The Maldives’ hospitality industry is set to see its “highest ever” transaction level in 2019, with more than US$450 million ($622 milllion) worth of resort transactions either completed or under offer, according to real estate consultancy JLL.
Previously dominated by Asian investors, the Maldives is now attracting cross-border capital from Europe and the US, JLL says.
In the first quarter of 2019, the tourism market of the Maldives experienced a 15% y-o-y increase in visitor arrivals, according to the Ministry of Tourism. In January alone, arrivals from the largest regional source market of Europe rose by 9%. Other notable markets include India and the US, which saw increases of 86% and 44% y-o-y respectively.

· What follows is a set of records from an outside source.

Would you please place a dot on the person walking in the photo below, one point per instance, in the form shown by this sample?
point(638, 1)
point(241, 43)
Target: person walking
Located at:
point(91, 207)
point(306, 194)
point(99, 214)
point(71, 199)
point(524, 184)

“In the next nine to 12 months, we expect more of our European and American clients to enter the Maldives hospitality market,” says Charlie MacIldowie, vice president of JLL Hotels & Hospitality Group.
So far this year, JLL has brokered the sale of two hospitality brands. In April, German-based Seaside Hotels & Resorts acquired Finolhu Maldives, a resort in Baa Atoll, at an estimated US$90 million. In February, Conrad Maldives Rangali Island resort, part of Hilton Worldwide Holdings, was sold to American private equity giant Blackstone Group for an undisclosed sum.